Iets om ook alert op te blijven zijn de gevallen waarbij het Hof heeft verzuimd om in de strafmotivering uiteen te zetten waarom met geen andere straf dan onvoorwaardelijke gevangenisstraf kon worden volstaan. Gewezen kan worden op HR 3 juli 2007, ECLI:NL:HR:2007:BA3128,  HR 3 januari 2012 (ECLI:NL:HR:2012:BU2898), HR 12 juni 2012 (ECLI:NL:HR:2012:BW7945), HR 26 juni 2012 (ECLI:NL:HR:2012:BW9036 en, recent, HR 13 oktober 2015 (http://deeplink.rechtspraak.nl/uitspraak?id=ECLI:NL:HR:2015:3061).
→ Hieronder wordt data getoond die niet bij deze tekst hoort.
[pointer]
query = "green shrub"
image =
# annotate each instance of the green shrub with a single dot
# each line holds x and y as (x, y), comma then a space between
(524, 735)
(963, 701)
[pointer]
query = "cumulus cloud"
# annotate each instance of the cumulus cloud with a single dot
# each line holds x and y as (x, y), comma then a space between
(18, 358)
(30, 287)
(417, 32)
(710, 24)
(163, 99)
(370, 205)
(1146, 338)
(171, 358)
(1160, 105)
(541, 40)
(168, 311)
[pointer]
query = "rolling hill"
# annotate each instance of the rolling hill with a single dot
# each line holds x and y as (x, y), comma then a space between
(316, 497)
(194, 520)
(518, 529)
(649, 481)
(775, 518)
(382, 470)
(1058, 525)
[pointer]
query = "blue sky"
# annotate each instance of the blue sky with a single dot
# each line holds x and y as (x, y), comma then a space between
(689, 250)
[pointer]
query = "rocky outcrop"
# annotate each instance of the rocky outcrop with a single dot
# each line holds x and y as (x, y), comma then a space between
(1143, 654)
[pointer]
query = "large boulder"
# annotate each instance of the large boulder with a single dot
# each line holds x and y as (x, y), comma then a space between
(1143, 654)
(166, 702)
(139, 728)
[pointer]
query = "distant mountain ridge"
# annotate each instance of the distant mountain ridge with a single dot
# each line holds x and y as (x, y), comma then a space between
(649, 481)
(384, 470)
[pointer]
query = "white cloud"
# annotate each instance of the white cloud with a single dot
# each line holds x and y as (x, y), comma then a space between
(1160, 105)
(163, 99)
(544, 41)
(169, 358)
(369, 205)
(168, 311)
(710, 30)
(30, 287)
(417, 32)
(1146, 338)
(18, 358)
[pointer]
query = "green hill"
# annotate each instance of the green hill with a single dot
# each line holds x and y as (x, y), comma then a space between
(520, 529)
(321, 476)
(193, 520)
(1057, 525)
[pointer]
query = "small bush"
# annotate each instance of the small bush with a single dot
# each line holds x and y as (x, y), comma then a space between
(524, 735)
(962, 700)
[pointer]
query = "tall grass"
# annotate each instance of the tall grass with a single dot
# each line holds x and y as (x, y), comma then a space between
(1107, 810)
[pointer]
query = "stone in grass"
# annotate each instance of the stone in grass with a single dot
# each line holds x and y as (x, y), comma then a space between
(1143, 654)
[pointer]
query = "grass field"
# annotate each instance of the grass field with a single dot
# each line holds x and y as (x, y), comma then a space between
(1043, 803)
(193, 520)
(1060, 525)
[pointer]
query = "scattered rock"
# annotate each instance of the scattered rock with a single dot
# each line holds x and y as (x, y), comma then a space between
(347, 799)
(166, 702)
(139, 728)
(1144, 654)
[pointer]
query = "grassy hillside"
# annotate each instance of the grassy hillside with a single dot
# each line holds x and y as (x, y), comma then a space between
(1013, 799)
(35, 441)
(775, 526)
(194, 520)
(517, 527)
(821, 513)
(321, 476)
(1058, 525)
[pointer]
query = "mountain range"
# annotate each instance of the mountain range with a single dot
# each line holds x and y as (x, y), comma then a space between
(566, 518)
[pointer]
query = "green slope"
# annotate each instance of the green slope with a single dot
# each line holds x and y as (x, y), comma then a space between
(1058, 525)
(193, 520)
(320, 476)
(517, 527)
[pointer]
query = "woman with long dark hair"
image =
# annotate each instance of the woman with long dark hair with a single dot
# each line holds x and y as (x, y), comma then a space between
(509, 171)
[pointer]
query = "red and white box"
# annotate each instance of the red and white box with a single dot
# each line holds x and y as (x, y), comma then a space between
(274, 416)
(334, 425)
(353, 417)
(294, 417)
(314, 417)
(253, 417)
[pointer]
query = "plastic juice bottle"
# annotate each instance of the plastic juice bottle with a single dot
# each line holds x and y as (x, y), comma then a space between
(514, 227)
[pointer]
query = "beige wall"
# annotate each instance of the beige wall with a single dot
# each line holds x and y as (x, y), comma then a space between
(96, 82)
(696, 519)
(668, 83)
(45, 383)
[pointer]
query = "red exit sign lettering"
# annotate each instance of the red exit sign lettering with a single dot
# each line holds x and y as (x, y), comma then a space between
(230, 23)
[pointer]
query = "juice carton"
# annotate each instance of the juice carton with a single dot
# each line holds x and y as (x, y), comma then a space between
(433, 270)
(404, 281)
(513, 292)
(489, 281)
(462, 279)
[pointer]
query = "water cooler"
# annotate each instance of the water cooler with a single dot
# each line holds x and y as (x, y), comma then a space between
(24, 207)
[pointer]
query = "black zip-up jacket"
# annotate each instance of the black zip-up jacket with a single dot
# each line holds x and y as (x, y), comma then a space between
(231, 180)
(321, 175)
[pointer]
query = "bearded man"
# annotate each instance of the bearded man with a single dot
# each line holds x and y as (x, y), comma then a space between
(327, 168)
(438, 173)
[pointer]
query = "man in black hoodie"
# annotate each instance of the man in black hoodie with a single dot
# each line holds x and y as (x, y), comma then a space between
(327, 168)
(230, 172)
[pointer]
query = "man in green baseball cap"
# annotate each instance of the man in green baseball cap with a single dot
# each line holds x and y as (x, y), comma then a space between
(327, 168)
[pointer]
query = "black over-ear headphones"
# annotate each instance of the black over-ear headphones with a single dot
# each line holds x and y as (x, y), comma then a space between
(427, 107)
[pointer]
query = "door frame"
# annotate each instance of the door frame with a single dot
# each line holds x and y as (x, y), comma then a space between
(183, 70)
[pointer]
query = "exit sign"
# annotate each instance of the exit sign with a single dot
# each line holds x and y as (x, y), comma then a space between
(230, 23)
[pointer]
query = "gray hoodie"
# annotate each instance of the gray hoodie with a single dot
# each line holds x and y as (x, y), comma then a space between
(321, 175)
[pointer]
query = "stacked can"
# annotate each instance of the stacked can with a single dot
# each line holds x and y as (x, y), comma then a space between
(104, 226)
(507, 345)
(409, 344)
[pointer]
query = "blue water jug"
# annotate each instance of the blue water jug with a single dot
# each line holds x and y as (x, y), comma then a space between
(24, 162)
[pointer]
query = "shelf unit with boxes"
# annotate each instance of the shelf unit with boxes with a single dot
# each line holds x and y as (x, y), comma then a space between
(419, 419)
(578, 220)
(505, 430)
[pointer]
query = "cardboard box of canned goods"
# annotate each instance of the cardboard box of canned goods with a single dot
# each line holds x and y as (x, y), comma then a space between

De AG concludeerde dat in de strafmaatoverwegingen van het Hof besloten lag waarom niet kon worden volstaan met een lichtere sanctie dan een onvoorwaardelijke gevangenisstraf maar de HR oordeelde anders: de bestreden uitspraak moest vernietigd worden omdat in de strafmotivering een expliciete referentie aan het vrijheidsbenemende karakter van de sanctie ontbrak (en dat geldt, refererend aan de casus die aan deze zaak ten grondslag ligt, voor het motiveringsvereiste in zowel art. 402 lid 5 Sv BES als dat in art. 359 lid 6 Sv).